Dr. Betz pointed out that this can also work as a teach-back strategy to make sure patients understand what they’re supposed to be doing with their new treatments and to measure their buy-in to the medication regimen.
“If they say they can’t do it, changes can be made before they’re discharged,” he said.
Beyond the OARS method, pharmacists can help their ACS patients by assessing their health literacy.
Dr. Betz pointed out that most patients will probably have some difficulty reading the materials they’re sent home with. Often, a health literacy assessment may not be done because the focus is on solving the cardiovascular problem, and it’s easy to forget to assess the patient’s ability to understand the information related to the care of the heart.
“These patients are scared,” he said. “Their ability to comprehend what’s going on is going to be diminished anyway because they had a life-changing event.”
One technique Dr. Betz suggested was the single-item literacy screener (SILS), which he likes because the pharmacist can ask it once and quickly get a response, even if the patient is angling to get out of the room or leave the counter.

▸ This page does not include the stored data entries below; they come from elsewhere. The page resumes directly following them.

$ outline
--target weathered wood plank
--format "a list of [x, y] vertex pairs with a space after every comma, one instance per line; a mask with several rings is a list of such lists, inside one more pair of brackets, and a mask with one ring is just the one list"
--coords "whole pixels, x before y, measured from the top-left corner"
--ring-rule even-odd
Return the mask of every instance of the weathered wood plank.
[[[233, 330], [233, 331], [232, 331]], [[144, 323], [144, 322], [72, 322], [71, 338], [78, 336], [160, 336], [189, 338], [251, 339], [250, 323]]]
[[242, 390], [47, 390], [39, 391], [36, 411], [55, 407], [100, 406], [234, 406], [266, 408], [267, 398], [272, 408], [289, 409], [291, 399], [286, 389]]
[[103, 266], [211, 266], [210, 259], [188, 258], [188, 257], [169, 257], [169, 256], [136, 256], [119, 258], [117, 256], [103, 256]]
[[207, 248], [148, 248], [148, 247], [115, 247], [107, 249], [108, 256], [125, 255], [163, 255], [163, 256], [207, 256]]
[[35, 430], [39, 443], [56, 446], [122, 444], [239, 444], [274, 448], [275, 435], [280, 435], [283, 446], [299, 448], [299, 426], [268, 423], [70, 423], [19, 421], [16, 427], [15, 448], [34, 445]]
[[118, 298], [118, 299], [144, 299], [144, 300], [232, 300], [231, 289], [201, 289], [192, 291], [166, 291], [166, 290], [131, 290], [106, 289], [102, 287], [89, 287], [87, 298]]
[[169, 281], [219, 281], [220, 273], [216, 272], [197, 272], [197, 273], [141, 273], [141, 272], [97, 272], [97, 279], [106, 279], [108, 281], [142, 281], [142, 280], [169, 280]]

The SILS involves asking the patient, “How often does somebody have to help you read and understand materials given to you by your doctor or pharmacist?”
Dr. Betz posited that if the patient responds saying never or seldom, the pharmacist can counsel him or her normally. However, if the patient says often or always, the pharmacist knows to be more concerned about the patient’s ability to comprehend the materials they are receiving. With this knowledge, the pharmacist can better tailor the counseling.
Dr. Betz offered a few other tips for offering more targeted counseling for those with low health literacy:
- Try to refrain from using complicated medical terminology (eg, angiotensin-converting-enzyme inhibitor)
- Avoid multiple-syllable words if possible
- Slow down
- Use pictures
- Always use the teach-back method
- Aim for around 3 “need-to-knows” If the patient needs more information than those 3 pieces, Dr. Betz suggested scheduling a follow-up visit or engaging other family members to help explain the medication regimen.